Raises:: ValueError – If empty or containing invalid types.

is_rank_based() → bool: Return True if the strategy is rank-based.

is_set_based() → bool: Return True if the strategy is set-based.

class moosefs.merging_strategies.consensus_merger.ConsensusMerger(k: int = 2, *, fill: bool = False)[source]

Bases: MergingStrategy

Set-based consensus merger with optional fill.

Keeps features selected by at least k selectors.
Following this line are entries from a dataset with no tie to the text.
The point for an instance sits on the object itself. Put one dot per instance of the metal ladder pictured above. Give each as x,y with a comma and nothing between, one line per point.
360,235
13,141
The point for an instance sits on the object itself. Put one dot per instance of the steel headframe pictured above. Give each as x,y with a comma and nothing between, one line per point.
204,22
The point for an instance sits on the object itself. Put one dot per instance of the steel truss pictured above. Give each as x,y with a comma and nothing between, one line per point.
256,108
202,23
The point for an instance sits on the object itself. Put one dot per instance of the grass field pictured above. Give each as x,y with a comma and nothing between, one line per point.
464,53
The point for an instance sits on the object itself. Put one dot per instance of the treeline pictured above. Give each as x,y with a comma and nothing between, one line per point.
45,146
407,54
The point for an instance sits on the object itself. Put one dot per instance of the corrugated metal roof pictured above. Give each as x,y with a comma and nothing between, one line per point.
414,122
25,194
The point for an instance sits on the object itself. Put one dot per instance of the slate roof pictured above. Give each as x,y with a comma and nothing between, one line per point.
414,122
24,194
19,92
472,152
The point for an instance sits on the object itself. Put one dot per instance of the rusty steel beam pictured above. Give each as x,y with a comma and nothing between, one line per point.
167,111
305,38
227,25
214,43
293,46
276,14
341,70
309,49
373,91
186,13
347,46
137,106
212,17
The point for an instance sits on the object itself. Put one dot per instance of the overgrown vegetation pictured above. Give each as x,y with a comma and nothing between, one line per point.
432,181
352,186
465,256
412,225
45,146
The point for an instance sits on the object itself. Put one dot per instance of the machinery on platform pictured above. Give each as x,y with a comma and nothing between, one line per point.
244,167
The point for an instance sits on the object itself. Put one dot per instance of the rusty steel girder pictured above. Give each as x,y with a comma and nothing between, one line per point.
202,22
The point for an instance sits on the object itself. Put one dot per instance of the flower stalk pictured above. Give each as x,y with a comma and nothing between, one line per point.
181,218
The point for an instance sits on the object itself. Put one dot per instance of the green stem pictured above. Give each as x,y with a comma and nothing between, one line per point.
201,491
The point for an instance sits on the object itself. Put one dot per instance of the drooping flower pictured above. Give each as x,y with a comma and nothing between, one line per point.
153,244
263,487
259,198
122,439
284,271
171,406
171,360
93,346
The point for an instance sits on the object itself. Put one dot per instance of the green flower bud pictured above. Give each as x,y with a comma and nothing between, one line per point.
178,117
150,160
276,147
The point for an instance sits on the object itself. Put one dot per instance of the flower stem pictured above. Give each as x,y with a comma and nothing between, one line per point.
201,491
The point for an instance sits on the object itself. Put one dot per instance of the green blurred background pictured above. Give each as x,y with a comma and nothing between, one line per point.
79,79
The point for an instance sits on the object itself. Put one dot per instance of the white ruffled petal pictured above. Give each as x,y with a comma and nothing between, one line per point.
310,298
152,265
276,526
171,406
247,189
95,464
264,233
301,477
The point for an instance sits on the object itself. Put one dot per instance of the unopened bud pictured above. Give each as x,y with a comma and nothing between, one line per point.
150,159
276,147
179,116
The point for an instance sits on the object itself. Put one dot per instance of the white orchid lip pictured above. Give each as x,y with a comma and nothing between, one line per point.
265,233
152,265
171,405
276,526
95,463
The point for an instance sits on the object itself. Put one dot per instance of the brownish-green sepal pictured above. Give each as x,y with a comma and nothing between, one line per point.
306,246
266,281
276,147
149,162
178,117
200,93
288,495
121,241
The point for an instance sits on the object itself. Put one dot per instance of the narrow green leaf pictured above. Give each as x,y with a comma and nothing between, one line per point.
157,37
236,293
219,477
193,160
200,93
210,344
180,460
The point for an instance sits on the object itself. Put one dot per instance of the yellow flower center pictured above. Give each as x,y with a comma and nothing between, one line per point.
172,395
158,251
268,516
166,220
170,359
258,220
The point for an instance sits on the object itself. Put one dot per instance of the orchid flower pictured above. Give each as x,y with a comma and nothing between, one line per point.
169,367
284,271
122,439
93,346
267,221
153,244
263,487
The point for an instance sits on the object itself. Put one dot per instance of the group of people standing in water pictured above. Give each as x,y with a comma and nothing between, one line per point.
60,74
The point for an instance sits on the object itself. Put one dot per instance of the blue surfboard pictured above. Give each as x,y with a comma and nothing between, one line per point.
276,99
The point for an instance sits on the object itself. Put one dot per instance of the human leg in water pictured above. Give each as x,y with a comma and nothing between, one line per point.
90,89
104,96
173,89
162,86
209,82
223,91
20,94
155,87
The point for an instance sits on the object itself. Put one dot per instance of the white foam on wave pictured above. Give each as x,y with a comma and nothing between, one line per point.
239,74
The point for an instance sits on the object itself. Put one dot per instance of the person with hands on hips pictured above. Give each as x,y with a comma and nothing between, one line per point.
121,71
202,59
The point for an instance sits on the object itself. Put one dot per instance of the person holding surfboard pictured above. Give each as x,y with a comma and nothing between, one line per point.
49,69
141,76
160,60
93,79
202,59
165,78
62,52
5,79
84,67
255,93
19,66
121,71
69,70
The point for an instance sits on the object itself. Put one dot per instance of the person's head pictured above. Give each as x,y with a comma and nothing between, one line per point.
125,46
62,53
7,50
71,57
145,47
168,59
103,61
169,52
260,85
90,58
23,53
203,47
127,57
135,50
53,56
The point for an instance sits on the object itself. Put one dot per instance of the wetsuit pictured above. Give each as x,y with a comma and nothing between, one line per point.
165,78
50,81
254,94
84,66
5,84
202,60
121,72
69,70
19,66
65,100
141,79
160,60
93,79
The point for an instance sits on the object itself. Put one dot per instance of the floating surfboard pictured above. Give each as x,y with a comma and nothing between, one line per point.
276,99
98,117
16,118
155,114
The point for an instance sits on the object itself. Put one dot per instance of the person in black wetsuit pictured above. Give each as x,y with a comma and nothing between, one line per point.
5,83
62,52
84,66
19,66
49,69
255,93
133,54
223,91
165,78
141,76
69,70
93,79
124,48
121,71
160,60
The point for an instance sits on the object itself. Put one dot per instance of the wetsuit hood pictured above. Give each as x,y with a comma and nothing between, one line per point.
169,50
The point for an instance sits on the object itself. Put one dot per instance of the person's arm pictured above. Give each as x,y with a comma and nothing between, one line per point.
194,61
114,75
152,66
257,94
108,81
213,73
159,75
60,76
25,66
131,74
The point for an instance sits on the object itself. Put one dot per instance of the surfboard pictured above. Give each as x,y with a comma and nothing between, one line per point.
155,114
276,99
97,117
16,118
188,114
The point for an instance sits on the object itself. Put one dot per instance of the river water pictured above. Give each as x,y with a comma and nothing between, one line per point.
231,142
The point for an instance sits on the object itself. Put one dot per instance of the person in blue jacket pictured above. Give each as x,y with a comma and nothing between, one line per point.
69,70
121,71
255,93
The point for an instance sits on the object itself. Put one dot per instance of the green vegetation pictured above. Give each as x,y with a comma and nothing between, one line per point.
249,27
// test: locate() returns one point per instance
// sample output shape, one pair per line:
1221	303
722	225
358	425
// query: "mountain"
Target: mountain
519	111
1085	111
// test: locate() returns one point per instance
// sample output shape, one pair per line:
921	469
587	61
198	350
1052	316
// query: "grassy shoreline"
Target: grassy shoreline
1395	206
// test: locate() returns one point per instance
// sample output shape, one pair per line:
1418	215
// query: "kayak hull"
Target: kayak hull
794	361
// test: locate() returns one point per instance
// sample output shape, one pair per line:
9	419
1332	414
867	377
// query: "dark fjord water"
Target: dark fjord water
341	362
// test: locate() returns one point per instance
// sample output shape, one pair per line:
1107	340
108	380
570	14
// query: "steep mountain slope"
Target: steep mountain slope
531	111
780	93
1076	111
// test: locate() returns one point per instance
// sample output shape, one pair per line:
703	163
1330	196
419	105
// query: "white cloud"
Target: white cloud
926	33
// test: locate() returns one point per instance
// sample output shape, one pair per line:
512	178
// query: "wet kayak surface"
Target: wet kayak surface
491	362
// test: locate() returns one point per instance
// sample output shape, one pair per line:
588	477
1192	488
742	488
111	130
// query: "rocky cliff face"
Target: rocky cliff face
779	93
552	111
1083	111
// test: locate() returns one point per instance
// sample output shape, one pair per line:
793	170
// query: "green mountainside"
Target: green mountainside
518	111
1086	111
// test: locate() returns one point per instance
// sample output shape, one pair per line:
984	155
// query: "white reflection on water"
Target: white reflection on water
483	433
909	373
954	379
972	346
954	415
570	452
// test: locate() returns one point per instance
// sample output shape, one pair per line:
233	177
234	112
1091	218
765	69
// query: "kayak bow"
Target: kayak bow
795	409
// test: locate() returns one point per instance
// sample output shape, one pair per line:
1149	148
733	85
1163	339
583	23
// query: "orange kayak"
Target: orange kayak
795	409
If fill=True, trims/pads to num_features_to_select using summed, per-selector min–max–normalized scores as a tie-breaker.

__init__(k: int = 2, *, fill: bool = False) → None[source]

Initialize the strategy.

Parameters:: strategy_type – Either “set-based” or “rank-based”.

merge(subsets: list, num_features_to_select: int | None = None, **kwargs) → set[source]

Merge by consensus threshold.

Parameters:

subsets – Feature lists (one list per selector).
num_features_to_select – Required when fill=True.
**kwargs – Unused.

Returns:

Set of selected feature names.

_validate_input(subsets: list) → None

Validate that subsets contains Feature objects.

Parameters:: subsets – A list of Feature or a list of Feature lists.
Raises:: ValueError – If empty or containing invalid types.

is_rank_based() → bool: Return True if the strategy is rank-based.

is_set_based() → bool: Return True if the strategy is set-based.